Subjects were taken from a single center participating in the MONA LISA survey, which was a multicenter, cross-sectional study of 4800 people, studying the prevalence of cardiovascular risk factors in the general in French population.

From a population of 1626, and following exclusions, nutritional data were available for 186 participants (aged 54 years on average), and these formed the group for this study.

The average body mass index was 26.1 kg/m2. Participants were divided into quartiles of BMI ranges: 18.7-22.9, 23.0-25.4, 25.5-28.2, and 28.3-43.2 kg/m2.

Dental examination was performed for each of the participants, consisting of assessment of teeth number, presence of periodontitis, plaque index (PI), clinical attachment loss (CAL), probing pocket depth (PD), and gingival index (GI).

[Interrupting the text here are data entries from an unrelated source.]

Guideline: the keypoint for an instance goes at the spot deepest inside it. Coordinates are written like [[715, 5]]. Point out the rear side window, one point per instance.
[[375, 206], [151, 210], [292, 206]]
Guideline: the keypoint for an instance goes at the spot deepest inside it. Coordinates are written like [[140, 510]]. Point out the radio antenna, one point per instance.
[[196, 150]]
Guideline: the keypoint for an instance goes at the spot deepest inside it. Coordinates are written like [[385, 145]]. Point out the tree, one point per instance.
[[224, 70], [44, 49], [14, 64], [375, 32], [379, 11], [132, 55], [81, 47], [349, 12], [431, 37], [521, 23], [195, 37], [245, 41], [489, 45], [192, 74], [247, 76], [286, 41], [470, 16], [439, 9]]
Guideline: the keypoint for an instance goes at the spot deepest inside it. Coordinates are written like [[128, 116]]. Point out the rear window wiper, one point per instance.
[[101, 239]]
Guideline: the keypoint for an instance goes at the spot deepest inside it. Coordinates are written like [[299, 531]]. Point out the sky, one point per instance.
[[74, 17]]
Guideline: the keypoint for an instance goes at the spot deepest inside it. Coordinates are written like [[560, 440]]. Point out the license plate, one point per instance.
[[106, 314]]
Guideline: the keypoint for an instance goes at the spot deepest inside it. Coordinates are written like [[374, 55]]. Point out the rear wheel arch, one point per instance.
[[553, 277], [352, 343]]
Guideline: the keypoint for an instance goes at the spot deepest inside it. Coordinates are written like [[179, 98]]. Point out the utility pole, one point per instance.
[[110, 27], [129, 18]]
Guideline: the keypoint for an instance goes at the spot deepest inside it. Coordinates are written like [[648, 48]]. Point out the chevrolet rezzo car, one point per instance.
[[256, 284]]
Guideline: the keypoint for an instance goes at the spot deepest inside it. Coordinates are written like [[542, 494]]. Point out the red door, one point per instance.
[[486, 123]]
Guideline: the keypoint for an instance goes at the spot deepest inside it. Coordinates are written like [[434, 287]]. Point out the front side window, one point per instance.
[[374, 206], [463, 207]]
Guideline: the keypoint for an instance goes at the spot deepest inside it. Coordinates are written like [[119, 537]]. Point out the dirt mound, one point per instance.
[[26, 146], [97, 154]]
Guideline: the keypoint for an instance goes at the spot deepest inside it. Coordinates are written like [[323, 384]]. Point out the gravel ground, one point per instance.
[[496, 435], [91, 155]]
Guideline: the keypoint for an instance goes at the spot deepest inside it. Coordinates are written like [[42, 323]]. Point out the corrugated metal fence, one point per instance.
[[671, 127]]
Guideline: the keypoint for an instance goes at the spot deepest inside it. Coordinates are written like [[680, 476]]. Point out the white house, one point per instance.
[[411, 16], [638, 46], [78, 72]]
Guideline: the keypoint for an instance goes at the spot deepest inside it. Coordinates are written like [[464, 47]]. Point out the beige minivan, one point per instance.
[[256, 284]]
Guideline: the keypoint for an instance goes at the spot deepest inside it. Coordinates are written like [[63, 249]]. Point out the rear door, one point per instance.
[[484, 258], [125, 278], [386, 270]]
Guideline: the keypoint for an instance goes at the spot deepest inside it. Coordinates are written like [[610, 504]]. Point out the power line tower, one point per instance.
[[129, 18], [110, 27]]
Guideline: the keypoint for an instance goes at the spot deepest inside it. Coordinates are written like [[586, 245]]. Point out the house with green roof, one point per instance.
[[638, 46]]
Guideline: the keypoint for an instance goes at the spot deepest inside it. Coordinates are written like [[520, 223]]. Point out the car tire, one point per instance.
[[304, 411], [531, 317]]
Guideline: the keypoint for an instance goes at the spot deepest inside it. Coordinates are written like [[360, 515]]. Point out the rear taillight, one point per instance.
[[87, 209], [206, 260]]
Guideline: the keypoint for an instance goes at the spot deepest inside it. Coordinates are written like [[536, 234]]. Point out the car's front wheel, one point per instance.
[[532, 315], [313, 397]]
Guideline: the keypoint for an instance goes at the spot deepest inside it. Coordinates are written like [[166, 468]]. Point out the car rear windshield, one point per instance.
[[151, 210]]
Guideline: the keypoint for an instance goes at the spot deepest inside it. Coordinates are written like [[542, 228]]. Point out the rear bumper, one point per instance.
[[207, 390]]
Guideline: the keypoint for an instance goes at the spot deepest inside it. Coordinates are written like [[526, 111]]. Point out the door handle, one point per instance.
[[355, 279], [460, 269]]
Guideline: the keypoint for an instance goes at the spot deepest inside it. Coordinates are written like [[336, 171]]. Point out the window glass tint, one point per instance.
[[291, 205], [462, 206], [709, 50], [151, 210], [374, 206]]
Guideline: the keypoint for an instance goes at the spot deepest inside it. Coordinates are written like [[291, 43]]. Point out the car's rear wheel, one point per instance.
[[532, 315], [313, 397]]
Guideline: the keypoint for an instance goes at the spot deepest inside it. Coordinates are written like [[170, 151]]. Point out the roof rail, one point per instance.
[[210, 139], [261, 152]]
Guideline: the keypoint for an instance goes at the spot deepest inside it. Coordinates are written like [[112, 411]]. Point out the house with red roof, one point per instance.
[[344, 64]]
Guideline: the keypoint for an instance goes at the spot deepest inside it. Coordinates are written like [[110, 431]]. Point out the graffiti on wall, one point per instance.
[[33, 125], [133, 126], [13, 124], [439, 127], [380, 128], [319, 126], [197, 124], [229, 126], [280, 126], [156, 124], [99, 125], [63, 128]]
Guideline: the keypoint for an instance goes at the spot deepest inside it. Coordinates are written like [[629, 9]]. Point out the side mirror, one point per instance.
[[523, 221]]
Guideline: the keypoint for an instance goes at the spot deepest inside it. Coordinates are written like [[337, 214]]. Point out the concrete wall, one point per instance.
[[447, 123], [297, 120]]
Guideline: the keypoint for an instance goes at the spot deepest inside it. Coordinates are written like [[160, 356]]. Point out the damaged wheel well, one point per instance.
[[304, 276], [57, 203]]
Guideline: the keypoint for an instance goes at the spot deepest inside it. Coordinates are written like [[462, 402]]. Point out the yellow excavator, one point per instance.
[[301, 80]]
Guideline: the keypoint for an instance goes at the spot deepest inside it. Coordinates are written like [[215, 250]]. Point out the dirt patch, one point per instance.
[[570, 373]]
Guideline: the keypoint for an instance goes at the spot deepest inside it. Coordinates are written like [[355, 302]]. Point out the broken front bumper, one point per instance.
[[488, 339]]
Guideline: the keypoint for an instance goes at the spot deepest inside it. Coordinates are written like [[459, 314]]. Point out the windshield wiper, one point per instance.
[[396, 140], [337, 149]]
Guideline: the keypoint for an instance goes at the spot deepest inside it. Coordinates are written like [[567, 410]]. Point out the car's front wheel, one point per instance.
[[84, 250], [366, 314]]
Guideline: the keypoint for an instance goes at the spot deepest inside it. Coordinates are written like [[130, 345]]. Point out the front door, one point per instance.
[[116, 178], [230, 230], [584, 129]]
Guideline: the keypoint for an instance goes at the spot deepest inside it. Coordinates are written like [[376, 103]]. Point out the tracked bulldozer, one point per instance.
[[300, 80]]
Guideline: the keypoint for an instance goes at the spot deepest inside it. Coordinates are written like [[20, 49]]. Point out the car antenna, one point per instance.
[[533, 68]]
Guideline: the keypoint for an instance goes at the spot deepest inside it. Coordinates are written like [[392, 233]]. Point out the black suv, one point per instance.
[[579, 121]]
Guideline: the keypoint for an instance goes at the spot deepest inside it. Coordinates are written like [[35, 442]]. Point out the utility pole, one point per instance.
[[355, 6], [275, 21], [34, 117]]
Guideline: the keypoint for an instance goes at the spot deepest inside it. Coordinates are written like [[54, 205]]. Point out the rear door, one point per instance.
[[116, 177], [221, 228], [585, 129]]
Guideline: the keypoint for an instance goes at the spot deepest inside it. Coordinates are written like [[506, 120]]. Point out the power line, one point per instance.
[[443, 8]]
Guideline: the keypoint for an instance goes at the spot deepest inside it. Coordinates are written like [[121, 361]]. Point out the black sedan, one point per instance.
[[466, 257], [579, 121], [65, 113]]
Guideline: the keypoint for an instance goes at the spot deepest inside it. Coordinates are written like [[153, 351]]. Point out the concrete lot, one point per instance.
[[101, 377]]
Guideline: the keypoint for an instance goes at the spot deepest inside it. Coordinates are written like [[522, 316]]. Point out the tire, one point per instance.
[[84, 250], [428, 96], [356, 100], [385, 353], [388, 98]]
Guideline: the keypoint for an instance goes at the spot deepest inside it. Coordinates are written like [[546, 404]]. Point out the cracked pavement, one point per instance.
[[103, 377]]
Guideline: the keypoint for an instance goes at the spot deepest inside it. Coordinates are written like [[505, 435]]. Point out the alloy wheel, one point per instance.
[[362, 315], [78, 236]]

Increasing BMI was significantly associated with an increased frequency of more than two missing teeth, ranging from 28% for the first quartile to 60% for the fourth quartile. Increasing BMI was also associated with increased frequency of severe periodontitis (20% to 49%), participants with more than two PI sites (9% to 38%) and subjects with PD greater than or equal to 4 mm (9% to 36%).

After adjustment for confounders (age, gender, education level, smoking habits, physical activity, total energy intake, and C-reactive protein levels) presenting with missing teeth (odds ratio [OR]=2.17), PD greater than or equal to 4 mm (OR=2.19) and PI greater than or equal to two (OR=2.38) were significantly associated with increasing BMI.

Following inclusion of whether the patient followed a high carbohydrate diet, significance was maintained for PD and PI, but not for number of missing teeth. This significance also held once insulin levels were included in the model.

Writing in Oral Diseases, Amar et al conclude that "our study identifies plaque index and pocket depth as the periodontal markers most strongly and independently related to obesity.

Future research will have to focus on the plausible mechanisms, including the investigation of the respective roles of inflammation, oral microflora, and insulin-resistance on weight gain."